Sometimes I make buns/baguettes using the overnight sponge (really just flour + water & a pinch of yeast or a teaspoon of sourdough) and these are mix/kneaded once the main dough has been shaped. My aim is to get these on their first rise by 6:30am and in the ovens on a 3rd run by 8:30am.  Same for brioche although its made up the night before, so just needs shaping and proofing.

There is a lot of flexibility here and timings at this scale are never perfect, but I can manage 45 loaves with this procedure and my ovens as well as a batch of buns if needed.

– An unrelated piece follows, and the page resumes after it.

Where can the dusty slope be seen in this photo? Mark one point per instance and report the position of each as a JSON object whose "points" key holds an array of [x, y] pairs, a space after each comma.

Today is Sunday - big clean day and I often make up cakes in the evening for the shops that want them through the week (some might go out tomorrow morning, others will go into the freezer)

-Gordon

Eclarner's picture
Eclarner

thanks for the detailed reply.  Could you explain to me about the overnight sponge?  What is its effectiveness?  I'm just trying to learn about things that can prepped in advance in order to make things quicker for the morning.   

arlo's picture
arlo

The overnight sponge will be the same as any other preferment in terms of sought goals; flavor, extensibility, shortened mix time, et cetera. A sponge could range in hydration level depending on each baker, but imagine it to be like a poolish to help understand the point behind it and degree of mixing/time needed to accomplish it in the production schedule. In terms of hydration level and what it 'could be' -I worked in a place where the sponge consisted entirely of the liquids, 3/4 of the flour, all the yeast, no salt. It was mixed, allowed to preferment in the walk-in over night, then the next morning the remaining flour and salt was added.

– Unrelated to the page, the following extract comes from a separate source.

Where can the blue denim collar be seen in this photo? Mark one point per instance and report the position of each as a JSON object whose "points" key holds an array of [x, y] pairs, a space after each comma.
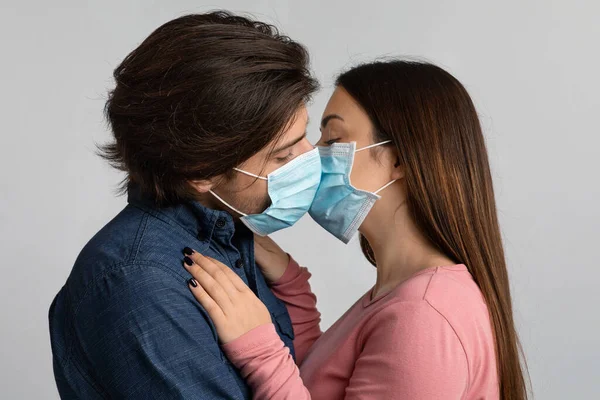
{"points": [[202, 222]]}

In terms of prepping in advance, something I have carried with me in bakeries is pre-scaling ingredients for the next days mix. The following day, walking in to have all your dry bags of flour piled and labeled, along with smaller miscellany ingredients in 16-24oz containers labeled and organized helps create a proper flow and keep mistakes/messes from happening. I keep my flours lined up in order of the mix with bold sharpie labeling for each one, next to them is a speed rack with trays containing my labeled and organized small ingredients. I simply take each bag/container, tare out the scale accordingly, then double check the work before quickly adding to the mixer and proceeding. I have created a program that prints out my mixes in order with ingredient weights. I highlight each ingredient to insure it was scaled, and then check off once added to the mix. Keeps things orderly and clean, and sets the next day up for success.

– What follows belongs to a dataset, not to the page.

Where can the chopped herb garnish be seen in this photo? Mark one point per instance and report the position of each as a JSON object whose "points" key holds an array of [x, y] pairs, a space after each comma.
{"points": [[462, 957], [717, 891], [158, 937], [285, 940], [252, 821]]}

I don't know if you are speaking in terms of making your home baking quicker each morning, or a production kitchen, but either way, Mise en place is and will be a key production step no matter what.

 

Real Bread Man's picture
Real Bread Man

We use the cooler to make life worth living. Mix the starters after you have mixed the bread doughs and let it get a jump start (activated) then in the cooler they go to be used the following day.